Domingo 16 de septiembre de 2007
Efectivos de la Brigada de Investigaciones Especiales (BIPE) incautaron 50 mil dosis de la droga Fenproporex, denominada "éxtasis del pueblo", tras detener a dos sujetos que llegaban desde Arica a Santiago en un bus con pasajeros de la empresa Pullman San Andrés.
Se trata de Cristián Sepúlveda Villarroel de 37 años, quien era el chofer del bus e hijo del dueño, y de Luis Cararo, de 50 años, quien se desempeñaba como auxiliar del transporte.
Ellos eran quienes se encargaban de trasladar en nuestro país la droga proveniente de Perú, la cual llegaba hasta Arica y luego era transportada hasta la capital, y luego distribuida en el sector norte de Santiago.
La investigación, que duró aproximadamente un mes y medio, permitió seguir a los traficantes, y concretar el decomiso, el cual estaría valorado entre 500 a 750 millones de pesos, y que fue encontrado en el sistema de aire acondicionado del bus.
La máquina de pasajeros fue registrada justo cuando llegó hasta el terminal San Borja, a las 22:30 horas de anoche.
Según informó el comisario de Investigaciones, Gonzalo Gómez López, "es conocida también como el éxtasis del pueblo, porque en un principio su valor comercial era bastante bajo, llegó hasta costar mil pesos, pero en estos momentos su valor está alrededor de los 10 mil a 15 mil pesos".
Los sujetos se encuentran actualmente en el Centro de Justicia en espera de la audiencia de control de detención, en tanto, la policía sigue investigando para dar con los demás integrantes de la banda.
La droga incautada corresponde al medicamento Fenproporex, un tipo de metanfetamina y ansiolítico que se receta para bajar de peso, pero que es utilizada para mezclarla con alcohol y lograr efectos enervantes.
El Fenproporex, al igual que otros medicamentos análogos, fue retirado hace un par de años del mercado de varios países europeos. Las autoridades de Salud respectivas, tras analizar los efectos del compuesto, concluyeron que su uso crónico ocasionaba efectos adversos graves y agudos.
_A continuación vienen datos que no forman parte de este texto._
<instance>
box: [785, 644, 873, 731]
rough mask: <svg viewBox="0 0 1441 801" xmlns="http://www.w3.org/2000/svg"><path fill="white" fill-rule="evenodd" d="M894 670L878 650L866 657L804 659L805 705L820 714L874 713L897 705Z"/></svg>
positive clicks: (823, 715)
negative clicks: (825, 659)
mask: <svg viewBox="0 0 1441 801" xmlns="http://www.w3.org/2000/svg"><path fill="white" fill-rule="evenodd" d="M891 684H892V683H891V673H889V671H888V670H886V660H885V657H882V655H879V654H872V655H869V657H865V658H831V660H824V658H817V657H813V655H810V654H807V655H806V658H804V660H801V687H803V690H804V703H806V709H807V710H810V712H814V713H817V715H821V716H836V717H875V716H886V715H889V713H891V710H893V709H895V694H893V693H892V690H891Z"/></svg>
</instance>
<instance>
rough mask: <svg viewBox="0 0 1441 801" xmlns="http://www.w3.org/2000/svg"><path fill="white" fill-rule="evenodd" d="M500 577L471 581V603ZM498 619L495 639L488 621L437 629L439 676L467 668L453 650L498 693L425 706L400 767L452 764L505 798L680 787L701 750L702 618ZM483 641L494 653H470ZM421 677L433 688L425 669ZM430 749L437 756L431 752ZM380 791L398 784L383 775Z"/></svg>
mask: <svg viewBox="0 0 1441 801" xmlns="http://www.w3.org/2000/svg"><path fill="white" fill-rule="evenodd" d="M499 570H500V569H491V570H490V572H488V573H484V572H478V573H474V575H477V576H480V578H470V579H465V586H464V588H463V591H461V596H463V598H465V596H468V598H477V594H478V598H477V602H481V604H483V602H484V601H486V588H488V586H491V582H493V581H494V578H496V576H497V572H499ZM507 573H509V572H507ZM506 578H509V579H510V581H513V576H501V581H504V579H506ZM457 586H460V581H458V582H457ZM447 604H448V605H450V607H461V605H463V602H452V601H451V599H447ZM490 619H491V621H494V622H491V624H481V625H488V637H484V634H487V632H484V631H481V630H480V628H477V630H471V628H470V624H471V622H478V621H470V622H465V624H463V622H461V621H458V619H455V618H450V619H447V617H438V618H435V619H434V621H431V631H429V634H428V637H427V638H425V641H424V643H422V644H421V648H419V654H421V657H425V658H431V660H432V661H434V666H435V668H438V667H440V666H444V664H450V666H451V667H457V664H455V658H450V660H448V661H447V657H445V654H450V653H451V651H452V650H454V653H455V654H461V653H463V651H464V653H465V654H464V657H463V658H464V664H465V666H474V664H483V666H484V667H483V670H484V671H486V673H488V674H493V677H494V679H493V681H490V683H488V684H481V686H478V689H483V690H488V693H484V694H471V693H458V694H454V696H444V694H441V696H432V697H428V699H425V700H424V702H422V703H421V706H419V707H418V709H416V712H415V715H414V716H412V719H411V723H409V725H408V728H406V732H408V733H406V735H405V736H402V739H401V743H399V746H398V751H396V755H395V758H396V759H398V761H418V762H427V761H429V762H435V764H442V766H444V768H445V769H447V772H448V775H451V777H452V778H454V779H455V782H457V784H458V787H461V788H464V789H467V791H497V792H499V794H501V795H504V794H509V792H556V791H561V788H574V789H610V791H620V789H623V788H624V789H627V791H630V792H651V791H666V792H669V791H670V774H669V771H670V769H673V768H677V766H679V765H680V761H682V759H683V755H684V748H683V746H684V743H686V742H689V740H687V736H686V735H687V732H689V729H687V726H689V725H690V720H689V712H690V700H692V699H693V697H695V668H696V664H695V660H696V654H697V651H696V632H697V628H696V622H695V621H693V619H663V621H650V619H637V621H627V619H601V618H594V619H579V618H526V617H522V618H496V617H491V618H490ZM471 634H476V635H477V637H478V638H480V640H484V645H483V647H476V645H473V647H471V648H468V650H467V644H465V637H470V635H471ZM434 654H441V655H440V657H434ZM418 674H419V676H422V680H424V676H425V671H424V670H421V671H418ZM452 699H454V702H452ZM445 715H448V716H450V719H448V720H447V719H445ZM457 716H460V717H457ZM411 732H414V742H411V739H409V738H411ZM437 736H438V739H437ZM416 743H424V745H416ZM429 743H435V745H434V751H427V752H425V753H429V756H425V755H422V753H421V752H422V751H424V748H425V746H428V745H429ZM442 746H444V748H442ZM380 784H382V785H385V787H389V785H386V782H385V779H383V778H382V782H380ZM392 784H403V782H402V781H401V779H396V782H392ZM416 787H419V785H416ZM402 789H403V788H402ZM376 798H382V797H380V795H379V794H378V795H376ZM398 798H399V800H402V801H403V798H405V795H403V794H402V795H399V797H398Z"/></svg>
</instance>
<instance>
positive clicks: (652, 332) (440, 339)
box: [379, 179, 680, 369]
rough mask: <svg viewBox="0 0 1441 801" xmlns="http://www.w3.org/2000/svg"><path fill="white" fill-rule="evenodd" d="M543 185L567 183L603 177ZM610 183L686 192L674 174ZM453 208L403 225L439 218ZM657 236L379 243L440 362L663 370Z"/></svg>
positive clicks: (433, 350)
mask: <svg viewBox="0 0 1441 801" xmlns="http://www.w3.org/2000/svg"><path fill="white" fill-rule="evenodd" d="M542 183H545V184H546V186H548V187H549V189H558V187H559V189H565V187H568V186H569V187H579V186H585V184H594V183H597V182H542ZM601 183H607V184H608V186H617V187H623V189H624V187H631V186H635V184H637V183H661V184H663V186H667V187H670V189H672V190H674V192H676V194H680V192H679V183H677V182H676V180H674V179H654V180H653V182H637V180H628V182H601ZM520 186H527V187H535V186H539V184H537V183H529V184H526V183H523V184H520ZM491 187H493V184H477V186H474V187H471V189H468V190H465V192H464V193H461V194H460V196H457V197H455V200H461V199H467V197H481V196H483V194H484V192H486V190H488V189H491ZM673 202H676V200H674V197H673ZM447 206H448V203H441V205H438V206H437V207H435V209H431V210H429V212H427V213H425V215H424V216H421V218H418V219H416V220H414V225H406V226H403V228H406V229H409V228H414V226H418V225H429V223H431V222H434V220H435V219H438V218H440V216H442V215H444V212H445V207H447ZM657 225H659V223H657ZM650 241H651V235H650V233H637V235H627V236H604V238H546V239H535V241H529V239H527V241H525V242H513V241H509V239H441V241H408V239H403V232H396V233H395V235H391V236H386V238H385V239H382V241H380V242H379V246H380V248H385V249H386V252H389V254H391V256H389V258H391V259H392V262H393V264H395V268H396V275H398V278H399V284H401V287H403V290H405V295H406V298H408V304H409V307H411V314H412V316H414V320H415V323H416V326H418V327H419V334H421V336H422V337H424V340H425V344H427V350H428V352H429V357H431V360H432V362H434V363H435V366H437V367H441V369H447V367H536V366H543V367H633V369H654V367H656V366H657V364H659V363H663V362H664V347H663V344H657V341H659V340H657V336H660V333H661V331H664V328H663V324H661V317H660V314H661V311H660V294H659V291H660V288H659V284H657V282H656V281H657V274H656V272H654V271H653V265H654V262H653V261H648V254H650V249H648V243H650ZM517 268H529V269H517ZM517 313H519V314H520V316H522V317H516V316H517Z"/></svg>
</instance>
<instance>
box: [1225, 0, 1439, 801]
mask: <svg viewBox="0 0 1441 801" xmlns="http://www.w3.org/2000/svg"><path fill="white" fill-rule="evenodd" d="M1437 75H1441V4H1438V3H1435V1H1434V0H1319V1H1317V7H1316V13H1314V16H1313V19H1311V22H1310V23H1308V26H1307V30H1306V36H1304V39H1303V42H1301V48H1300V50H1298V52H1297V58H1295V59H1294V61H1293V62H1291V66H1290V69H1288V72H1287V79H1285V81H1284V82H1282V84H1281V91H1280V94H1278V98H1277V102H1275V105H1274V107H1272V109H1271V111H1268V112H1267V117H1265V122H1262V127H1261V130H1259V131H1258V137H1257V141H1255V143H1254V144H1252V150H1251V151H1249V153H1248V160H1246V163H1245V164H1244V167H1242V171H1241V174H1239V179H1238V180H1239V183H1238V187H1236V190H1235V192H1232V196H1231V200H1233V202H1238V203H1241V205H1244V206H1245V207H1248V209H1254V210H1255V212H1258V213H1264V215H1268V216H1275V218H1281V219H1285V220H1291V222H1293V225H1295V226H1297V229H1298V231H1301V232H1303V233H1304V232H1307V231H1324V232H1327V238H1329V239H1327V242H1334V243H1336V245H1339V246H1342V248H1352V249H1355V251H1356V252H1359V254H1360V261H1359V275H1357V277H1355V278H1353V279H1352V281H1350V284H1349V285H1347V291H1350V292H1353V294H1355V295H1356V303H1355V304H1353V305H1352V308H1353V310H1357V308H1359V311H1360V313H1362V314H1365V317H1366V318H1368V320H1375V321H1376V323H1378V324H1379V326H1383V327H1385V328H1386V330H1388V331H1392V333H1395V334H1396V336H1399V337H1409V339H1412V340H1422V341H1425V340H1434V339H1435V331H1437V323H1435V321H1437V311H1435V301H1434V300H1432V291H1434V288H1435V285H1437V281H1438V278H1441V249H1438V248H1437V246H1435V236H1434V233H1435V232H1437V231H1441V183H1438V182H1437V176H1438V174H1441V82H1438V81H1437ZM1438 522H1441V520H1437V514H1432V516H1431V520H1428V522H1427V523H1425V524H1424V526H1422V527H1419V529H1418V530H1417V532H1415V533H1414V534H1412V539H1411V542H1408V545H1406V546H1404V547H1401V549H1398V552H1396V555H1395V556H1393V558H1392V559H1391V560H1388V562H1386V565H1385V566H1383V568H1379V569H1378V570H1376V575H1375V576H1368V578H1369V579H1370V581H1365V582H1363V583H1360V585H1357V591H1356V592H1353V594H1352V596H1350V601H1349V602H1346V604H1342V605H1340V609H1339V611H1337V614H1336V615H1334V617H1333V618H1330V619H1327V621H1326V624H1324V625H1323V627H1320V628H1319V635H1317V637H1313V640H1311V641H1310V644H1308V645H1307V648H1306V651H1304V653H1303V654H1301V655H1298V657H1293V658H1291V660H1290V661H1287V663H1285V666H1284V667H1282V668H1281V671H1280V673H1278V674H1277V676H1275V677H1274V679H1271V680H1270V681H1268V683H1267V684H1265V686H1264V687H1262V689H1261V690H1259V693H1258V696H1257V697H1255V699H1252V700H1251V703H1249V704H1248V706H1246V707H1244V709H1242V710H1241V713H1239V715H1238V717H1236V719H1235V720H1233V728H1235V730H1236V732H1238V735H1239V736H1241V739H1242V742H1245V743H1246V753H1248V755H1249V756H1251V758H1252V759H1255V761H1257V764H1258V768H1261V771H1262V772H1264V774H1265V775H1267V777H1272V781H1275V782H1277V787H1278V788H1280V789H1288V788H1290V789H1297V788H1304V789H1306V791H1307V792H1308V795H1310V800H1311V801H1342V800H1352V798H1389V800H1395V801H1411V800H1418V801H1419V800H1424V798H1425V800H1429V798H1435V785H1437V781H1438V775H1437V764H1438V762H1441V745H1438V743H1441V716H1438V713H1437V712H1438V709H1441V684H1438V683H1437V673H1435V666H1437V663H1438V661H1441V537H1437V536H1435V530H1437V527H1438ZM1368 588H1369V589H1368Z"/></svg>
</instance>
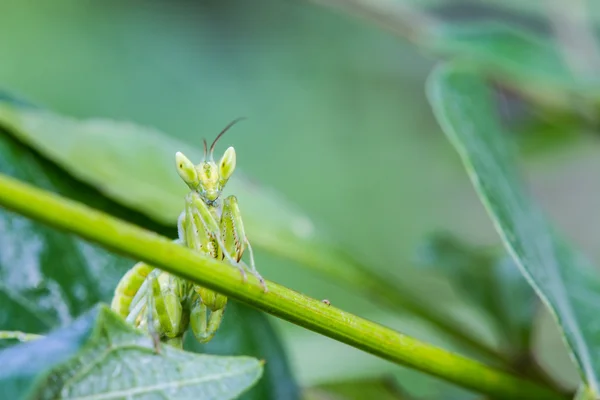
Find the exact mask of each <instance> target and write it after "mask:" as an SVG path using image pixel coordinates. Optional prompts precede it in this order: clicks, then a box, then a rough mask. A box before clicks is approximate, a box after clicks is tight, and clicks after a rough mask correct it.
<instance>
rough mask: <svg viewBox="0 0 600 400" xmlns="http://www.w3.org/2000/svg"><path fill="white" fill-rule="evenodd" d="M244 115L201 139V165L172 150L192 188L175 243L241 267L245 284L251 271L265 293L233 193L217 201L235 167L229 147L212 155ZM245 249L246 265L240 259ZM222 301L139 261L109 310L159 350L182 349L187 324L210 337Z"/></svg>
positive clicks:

Además, la supuesta pérdida de peso que traía consigo duraba por lo general menos de un año o cesaba a poco de interrumpir la terapia.
El uso periódico de este medicamento conlleva varios riesgos, como el desarrollo de tolerancia farmacológica, dependencia y síndrome de abstinencia. Además, en algunos casos podía llegar a ocasionar reacciones adversas como psicosis, depresión, nerviosismo, agitación, vértigo y trastornos del sueño.